At least I don't feel guilty about not being out there riding every molehill (like Campbell calls them on Sprout) I can find, nor about surfing when there is so much eco-stoke to spread!
But the day came when I had no excuse.
The water was so flat I wish I had an SUP to paddle for hours, and the whales were down at the beach for a visit. A friend and I decided to grab some longboards and try to get as close as we can to get some good pictures of our big friends.
The only sketchy thing is to know when you are intruding.
I don't want to be pissing off a mother and provoke her to slamming us with her tail.
Maybe someone can tell me if that's a realistic fear?
Anyhow, we decided to be prudent. As we paddled towards one, it slowly moved away. We then decided to paddle closer but slightly aiming to get beside her. We didn't want her to think we were predators going straight at her. As we caught up with her, it turned towards us—we froze!
Now we slowly turned away, as it kept approaching us. I got as close as 15 feet away, we were freaking out!
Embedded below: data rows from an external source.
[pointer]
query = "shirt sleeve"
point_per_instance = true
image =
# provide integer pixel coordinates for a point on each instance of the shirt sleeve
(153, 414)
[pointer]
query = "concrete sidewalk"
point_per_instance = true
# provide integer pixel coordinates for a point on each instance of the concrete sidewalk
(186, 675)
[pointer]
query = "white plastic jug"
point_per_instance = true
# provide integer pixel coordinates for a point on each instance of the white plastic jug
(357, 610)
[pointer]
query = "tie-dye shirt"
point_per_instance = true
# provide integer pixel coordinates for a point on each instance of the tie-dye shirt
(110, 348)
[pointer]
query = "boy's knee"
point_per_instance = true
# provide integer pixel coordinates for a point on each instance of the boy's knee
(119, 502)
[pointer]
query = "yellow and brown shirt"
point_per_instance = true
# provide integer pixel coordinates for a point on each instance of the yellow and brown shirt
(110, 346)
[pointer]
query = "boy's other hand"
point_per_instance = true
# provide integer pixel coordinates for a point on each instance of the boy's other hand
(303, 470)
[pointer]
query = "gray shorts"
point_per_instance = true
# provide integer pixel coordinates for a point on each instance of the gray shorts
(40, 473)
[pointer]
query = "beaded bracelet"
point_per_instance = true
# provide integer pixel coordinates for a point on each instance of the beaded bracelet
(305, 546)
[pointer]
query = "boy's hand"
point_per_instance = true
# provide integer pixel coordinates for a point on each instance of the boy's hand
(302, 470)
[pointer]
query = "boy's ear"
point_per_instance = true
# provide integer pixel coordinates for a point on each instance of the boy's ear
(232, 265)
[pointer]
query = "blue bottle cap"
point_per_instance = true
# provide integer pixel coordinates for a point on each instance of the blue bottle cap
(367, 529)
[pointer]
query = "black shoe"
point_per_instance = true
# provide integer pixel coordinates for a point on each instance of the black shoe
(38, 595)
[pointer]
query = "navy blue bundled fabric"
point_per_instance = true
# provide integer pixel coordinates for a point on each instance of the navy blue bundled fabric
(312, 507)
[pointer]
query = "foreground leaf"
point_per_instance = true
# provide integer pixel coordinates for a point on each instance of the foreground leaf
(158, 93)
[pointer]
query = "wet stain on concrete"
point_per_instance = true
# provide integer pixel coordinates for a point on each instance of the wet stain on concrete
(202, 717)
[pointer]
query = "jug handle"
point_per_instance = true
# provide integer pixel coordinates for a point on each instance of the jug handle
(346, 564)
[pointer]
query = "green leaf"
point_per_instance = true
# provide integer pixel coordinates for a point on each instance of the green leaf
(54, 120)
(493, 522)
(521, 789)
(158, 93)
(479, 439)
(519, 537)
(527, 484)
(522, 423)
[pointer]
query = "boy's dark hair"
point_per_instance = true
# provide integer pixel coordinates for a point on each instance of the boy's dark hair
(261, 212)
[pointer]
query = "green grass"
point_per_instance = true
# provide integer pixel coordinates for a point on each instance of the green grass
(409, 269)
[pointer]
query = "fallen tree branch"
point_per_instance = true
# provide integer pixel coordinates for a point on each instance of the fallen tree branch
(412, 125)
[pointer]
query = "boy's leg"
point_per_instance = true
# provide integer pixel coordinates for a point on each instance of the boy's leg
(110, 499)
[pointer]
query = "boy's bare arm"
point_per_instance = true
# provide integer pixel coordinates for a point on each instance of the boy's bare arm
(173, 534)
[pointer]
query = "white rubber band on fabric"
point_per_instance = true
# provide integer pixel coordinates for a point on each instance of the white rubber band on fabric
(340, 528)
That's when it decided it was close enough and went on its way.
It's so amazing to see these majestic animals from so close, especially when you are inside the water, and you only have a laminated foam block under you.
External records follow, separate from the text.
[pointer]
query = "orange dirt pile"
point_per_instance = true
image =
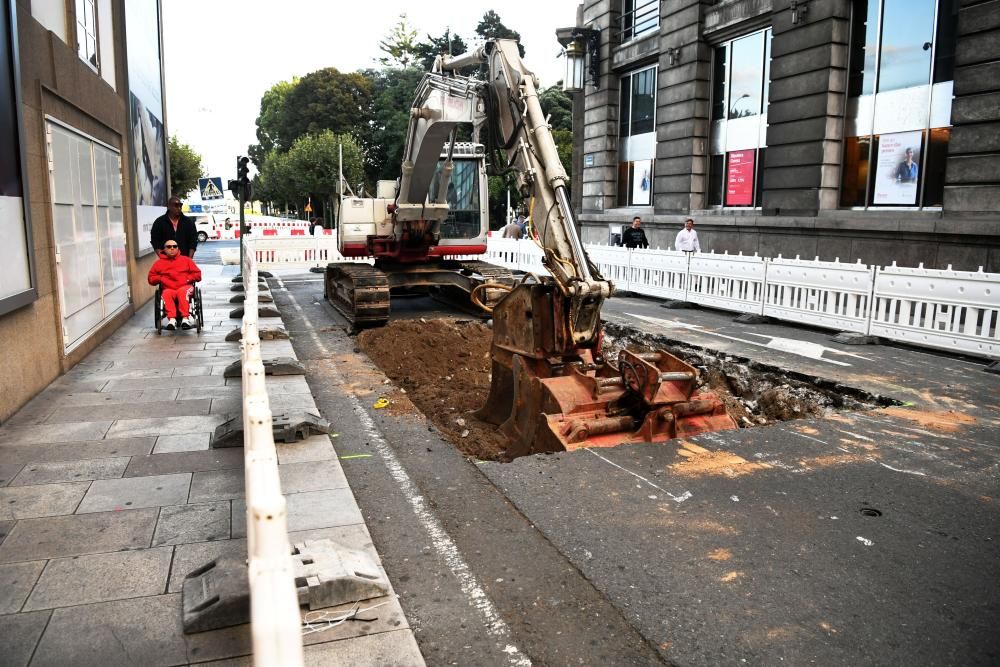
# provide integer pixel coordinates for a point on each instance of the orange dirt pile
(444, 366)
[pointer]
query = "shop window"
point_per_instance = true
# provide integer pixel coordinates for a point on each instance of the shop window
(899, 103)
(637, 138)
(639, 17)
(86, 31)
(740, 83)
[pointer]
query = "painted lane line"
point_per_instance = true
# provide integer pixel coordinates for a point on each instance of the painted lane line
(443, 544)
(681, 498)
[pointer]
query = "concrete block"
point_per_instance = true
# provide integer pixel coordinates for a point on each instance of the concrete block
(322, 509)
(71, 471)
(187, 442)
(19, 634)
(101, 577)
(78, 534)
(25, 502)
(216, 485)
(200, 461)
(181, 524)
(141, 631)
(136, 492)
(16, 582)
(312, 476)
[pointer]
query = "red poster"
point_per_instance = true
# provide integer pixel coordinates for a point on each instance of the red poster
(739, 178)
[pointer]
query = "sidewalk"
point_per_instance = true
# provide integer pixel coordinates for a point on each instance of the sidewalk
(110, 495)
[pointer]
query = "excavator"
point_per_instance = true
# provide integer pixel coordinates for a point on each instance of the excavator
(551, 388)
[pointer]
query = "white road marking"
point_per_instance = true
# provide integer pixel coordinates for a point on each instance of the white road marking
(443, 543)
(792, 346)
(679, 499)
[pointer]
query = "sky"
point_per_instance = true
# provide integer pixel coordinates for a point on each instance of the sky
(221, 56)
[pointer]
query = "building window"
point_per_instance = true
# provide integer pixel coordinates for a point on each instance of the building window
(899, 103)
(86, 31)
(639, 17)
(740, 79)
(637, 138)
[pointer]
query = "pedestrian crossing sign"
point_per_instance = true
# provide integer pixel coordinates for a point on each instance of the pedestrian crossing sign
(211, 188)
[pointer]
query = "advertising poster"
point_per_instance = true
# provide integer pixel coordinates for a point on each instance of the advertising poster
(15, 274)
(642, 182)
(739, 178)
(148, 136)
(896, 168)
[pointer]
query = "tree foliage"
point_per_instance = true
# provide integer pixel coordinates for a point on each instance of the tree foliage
(185, 167)
(492, 27)
(399, 45)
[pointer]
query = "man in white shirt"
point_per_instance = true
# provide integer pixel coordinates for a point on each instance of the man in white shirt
(687, 238)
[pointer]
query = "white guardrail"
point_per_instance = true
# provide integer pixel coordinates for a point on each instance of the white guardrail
(957, 311)
(275, 624)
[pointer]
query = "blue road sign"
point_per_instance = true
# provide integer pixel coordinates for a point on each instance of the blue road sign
(211, 188)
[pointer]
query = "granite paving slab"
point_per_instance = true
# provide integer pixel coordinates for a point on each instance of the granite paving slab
(100, 578)
(16, 580)
(125, 428)
(91, 430)
(131, 411)
(217, 485)
(165, 383)
(43, 452)
(78, 534)
(28, 502)
(181, 524)
(162, 464)
(311, 476)
(136, 492)
(8, 471)
(141, 631)
(19, 635)
(185, 442)
(71, 471)
(322, 509)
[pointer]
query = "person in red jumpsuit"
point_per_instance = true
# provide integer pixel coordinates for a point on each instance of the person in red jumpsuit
(176, 273)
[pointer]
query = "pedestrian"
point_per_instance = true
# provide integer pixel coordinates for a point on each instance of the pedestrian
(512, 230)
(687, 238)
(634, 236)
(174, 226)
(175, 274)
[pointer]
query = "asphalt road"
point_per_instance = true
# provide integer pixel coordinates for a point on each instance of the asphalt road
(860, 538)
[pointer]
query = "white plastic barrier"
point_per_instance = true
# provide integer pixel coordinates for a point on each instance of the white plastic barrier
(727, 282)
(822, 294)
(950, 310)
(275, 624)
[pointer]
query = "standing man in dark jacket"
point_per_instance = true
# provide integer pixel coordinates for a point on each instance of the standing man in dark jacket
(634, 237)
(174, 226)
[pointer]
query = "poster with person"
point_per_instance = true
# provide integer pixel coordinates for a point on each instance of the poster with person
(897, 168)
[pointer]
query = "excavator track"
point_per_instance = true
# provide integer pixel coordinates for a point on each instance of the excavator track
(360, 292)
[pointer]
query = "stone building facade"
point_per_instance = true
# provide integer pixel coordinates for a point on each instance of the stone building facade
(783, 126)
(72, 272)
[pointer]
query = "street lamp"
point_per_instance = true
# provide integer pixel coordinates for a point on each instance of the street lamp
(582, 45)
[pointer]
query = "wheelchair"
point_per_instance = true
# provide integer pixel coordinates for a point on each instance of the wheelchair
(194, 301)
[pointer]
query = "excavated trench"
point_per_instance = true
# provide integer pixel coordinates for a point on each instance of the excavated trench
(443, 367)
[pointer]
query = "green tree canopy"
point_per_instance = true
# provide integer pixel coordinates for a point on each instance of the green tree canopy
(491, 27)
(399, 45)
(185, 167)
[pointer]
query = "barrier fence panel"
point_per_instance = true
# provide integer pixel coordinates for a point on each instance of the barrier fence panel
(822, 294)
(950, 310)
(727, 282)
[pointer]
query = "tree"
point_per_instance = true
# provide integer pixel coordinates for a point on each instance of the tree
(448, 43)
(399, 45)
(559, 105)
(491, 27)
(185, 167)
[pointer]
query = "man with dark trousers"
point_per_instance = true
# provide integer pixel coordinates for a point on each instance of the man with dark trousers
(174, 226)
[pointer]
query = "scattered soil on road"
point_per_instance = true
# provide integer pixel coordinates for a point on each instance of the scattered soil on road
(444, 367)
We looked at the beach and saw people taking pictures from far away. I realized how lucky we are to be surfers and watermen, and have this connection to the ocean which allows us to experience these kind of things in such a more intimate way than the rest of the people.
My footage on video is not so nice, I guess I was more worried about living it through my own eyes.
February 15, 2016
What a great story. You are right, we (watermen) are real lucky to share such special connection with mother nature and to being able to experience it the way we do.